May is going to be here in the blink of an eye (cue that hilarious Justin Timberlake meme), and with the new month comes a slew of college graduations. And after all those grads return from their eye-opening backpacking trips they’re going to get to work on their resumes, which everyone knows is no easy feat. What should you be sure to include and what should you definitely leave out? Should you forget the rules entirely and send companies something totally unexpected? Hey, that tactic worked for our DIY editor Kelly, who was hired after she snail mailed Brit + Co a resume she made out of wood.

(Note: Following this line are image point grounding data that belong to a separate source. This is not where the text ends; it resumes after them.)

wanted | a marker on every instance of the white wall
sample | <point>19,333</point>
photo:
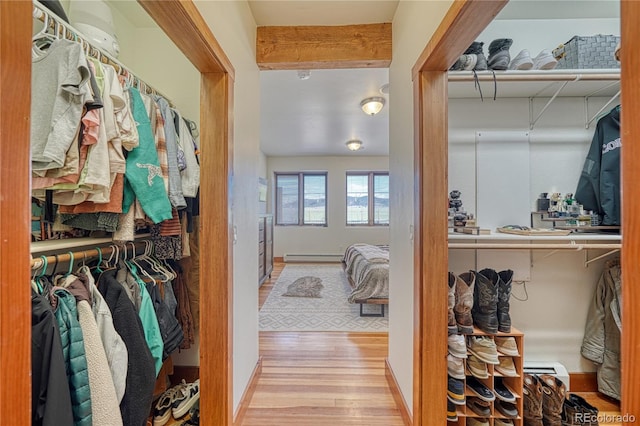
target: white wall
<point>234,27</point>
<point>413,25</point>
<point>335,237</point>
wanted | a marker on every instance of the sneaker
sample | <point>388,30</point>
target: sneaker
<point>484,348</point>
<point>162,409</point>
<point>507,346</point>
<point>506,367</point>
<point>502,391</point>
<point>544,61</point>
<point>465,63</point>
<point>477,368</point>
<point>452,414</point>
<point>455,391</point>
<point>522,61</point>
<point>457,345</point>
<point>507,409</point>
<point>182,407</point>
<point>479,389</point>
<point>479,406</point>
<point>473,421</point>
<point>455,367</point>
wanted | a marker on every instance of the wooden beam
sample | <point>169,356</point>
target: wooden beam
<point>216,254</point>
<point>15,219</point>
<point>324,47</point>
<point>185,26</point>
<point>464,21</point>
<point>430,249</point>
<point>630,84</point>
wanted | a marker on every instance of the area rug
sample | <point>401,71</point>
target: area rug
<point>329,312</point>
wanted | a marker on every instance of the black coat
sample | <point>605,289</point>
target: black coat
<point>141,374</point>
<point>50,397</point>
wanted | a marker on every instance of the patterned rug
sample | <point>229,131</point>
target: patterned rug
<point>330,312</point>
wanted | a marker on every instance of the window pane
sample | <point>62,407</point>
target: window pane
<point>357,199</point>
<point>315,200</point>
<point>287,199</point>
<point>381,199</point>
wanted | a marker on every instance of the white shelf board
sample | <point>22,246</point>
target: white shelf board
<point>536,83</point>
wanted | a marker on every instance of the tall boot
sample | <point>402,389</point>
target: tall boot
<point>452,327</point>
<point>504,293</point>
<point>485,301</point>
<point>476,49</point>
<point>553,395</point>
<point>499,56</point>
<point>532,401</point>
<point>465,284</point>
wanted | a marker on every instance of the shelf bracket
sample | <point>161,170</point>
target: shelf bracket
<point>533,122</point>
<point>587,261</point>
<point>588,123</point>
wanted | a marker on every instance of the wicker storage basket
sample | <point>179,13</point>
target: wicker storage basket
<point>588,52</point>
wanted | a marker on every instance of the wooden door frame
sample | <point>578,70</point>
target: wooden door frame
<point>465,20</point>
<point>182,22</point>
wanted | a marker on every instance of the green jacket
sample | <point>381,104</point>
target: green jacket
<point>74,357</point>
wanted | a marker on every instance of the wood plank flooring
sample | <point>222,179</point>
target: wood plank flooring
<point>321,378</point>
<point>335,379</point>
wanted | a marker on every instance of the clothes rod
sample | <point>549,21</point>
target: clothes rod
<point>502,246</point>
<point>42,14</point>
<point>124,249</point>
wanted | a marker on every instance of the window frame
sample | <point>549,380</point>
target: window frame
<point>370,194</point>
<point>300,176</point>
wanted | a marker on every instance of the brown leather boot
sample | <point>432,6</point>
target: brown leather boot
<point>464,302</point>
<point>532,401</point>
<point>553,395</point>
<point>452,326</point>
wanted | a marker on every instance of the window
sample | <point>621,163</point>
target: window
<point>301,198</point>
<point>367,198</point>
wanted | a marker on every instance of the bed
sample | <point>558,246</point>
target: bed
<point>367,267</point>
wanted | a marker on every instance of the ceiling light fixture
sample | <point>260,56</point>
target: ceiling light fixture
<point>354,144</point>
<point>373,105</point>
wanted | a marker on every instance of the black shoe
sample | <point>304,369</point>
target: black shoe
<point>479,389</point>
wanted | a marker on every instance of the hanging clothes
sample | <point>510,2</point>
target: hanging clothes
<point>599,184</point>
<point>50,397</point>
<point>601,342</point>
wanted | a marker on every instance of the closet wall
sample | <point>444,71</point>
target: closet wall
<point>560,287</point>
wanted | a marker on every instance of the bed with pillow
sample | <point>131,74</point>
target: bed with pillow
<point>367,267</point>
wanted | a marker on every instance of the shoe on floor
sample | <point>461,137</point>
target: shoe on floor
<point>455,391</point>
<point>477,368</point>
<point>502,391</point>
<point>507,345</point>
<point>484,348</point>
<point>544,61</point>
<point>457,345</point>
<point>183,406</point>
<point>522,61</point>
<point>479,406</point>
<point>506,367</point>
<point>479,389</point>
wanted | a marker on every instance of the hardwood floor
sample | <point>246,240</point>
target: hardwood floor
<point>321,378</point>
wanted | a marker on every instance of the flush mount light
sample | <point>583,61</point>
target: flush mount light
<point>354,144</point>
<point>373,105</point>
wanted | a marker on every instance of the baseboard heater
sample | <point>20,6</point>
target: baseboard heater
<point>317,257</point>
<point>547,367</point>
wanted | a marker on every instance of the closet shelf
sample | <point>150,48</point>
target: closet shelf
<point>535,84</point>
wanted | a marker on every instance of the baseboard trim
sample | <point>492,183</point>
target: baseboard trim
<point>245,400</point>
<point>397,395</point>
<point>583,382</point>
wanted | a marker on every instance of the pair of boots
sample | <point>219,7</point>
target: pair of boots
<point>543,400</point>
<point>474,58</point>
<point>491,301</point>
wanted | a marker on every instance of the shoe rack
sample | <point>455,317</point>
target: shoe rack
<point>515,384</point>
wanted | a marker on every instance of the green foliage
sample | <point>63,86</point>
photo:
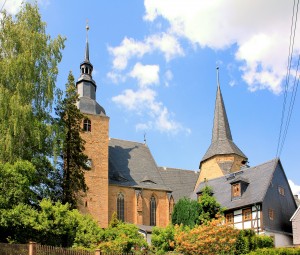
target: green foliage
<point>28,64</point>
<point>15,182</point>
<point>211,238</point>
<point>54,224</point>
<point>276,251</point>
<point>71,144</point>
<point>185,212</point>
<point>208,206</point>
<point>263,241</point>
<point>162,239</point>
<point>121,237</point>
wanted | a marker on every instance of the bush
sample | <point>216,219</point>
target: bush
<point>162,239</point>
<point>121,237</point>
<point>211,238</point>
<point>276,251</point>
<point>264,241</point>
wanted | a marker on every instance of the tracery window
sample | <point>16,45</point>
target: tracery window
<point>87,126</point>
<point>236,190</point>
<point>120,207</point>
<point>247,214</point>
<point>152,211</point>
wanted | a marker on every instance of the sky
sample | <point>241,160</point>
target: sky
<point>155,68</point>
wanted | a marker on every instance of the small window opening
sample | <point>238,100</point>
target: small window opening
<point>87,126</point>
<point>152,211</point>
<point>236,190</point>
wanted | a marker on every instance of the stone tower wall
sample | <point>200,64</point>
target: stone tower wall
<point>95,201</point>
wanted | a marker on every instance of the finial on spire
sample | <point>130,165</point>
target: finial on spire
<point>87,54</point>
<point>218,82</point>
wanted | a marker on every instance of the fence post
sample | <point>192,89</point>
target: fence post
<point>32,248</point>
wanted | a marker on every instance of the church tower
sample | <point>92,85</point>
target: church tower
<point>223,156</point>
<point>95,134</point>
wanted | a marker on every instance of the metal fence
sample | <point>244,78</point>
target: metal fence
<point>50,250</point>
<point>13,249</point>
<point>38,249</point>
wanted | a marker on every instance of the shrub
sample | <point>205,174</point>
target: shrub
<point>276,251</point>
<point>121,237</point>
<point>211,238</point>
<point>162,239</point>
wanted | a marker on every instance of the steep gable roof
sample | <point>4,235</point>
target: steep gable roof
<point>258,177</point>
<point>131,164</point>
<point>181,182</point>
<point>296,214</point>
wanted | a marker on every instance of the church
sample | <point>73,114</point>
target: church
<point>125,179</point>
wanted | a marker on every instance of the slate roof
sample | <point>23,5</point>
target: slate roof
<point>132,165</point>
<point>181,182</point>
<point>221,142</point>
<point>258,177</point>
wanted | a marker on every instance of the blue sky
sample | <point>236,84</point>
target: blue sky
<point>155,68</point>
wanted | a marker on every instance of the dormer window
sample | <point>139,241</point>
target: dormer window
<point>87,126</point>
<point>236,189</point>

But for those of you who are looking to create (or update) an old-fashioned paper-and-ink kind of deal, there’s one factor that’s crucial to consider: the font. Send an employer your skill set in Comic Sans and you can probably kiss that job opportunity goodbye, but try Times New Roman and you just might snag an interview.
To figure out the best and worst fonts to use, Bloomberg asked three typography experts which make your CV look super classy, which should never be seen by a potential employer and whether or not emojis are fair game. The definite winner was not-so-surprisingly Helvetica. The frill-free typeface is simple, clean and so well-respected it even has a documentary dedicated to it. If you’re looking for something that’ll definitely pass recruiters’ eyes with flying colors, this should be your go-to.

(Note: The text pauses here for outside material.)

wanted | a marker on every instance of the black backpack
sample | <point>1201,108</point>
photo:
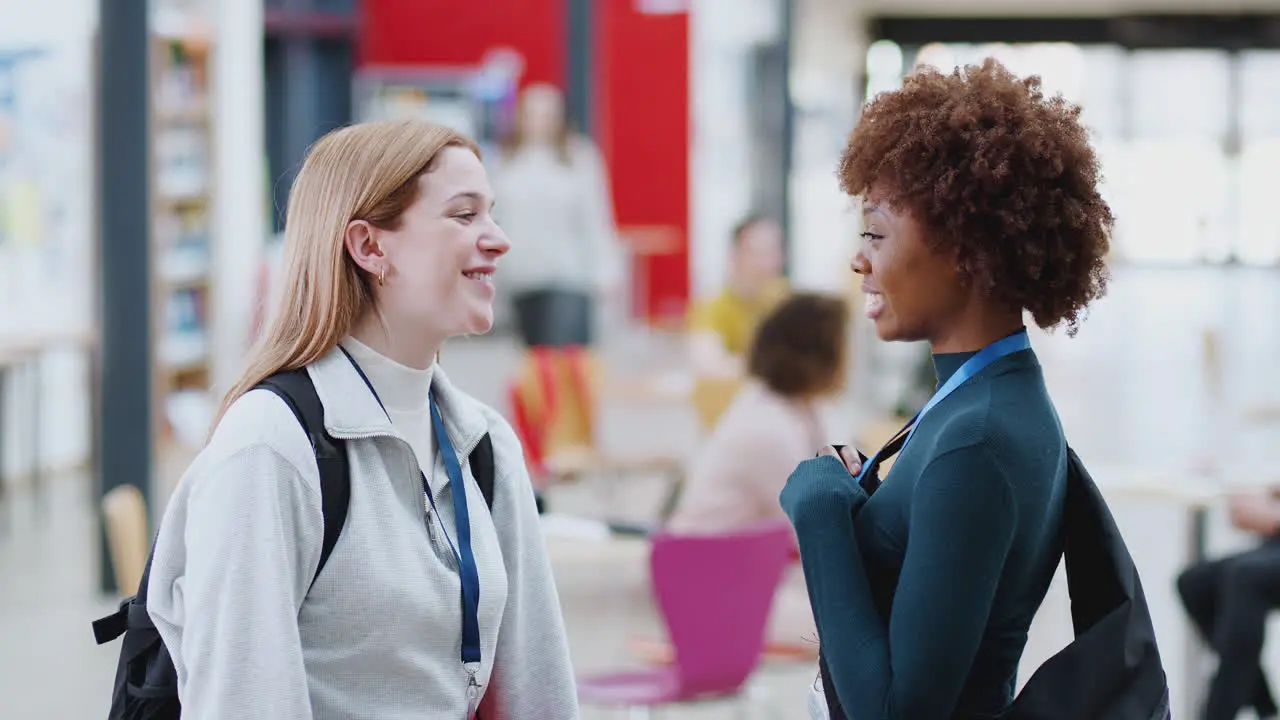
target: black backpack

Coming in second is Proxima Nova, a sans serif font that looks a bit like “Helvetica’s cousin” according to one of the experts. The other three top picks were: Garamond, Times New Roman and Didot – all of which are still simple, but offer a little more detailing.
Now, onto those that fall into the never, ever use category. Coming in at number one was Zapfino, a scripted type that’s flowery and hard to read. After that came the old-school Courier. Of this one, an expert simply says, “You don’t have a typewriter, so don’t try to pretend that you have a typewriter.” And of course, rounding out the no-gos is the notoriously clown-looking, Comic Sans.
Now, about those emojis. Surprisingly the experts say including them might be a great idea. “Put a lot of emojis on the bottom. Some chicken wings. They will love it,” they say. “Maybe an emoji is your logo. Maybe you just really key in on the 100 logo, that’s your thing, you put it everywhere.” We’ll say this much, adding in the tiny icons will definitely make your rez stand out. Whether the company finds it endearing or unprofessional is a risk you’re just going to have to take.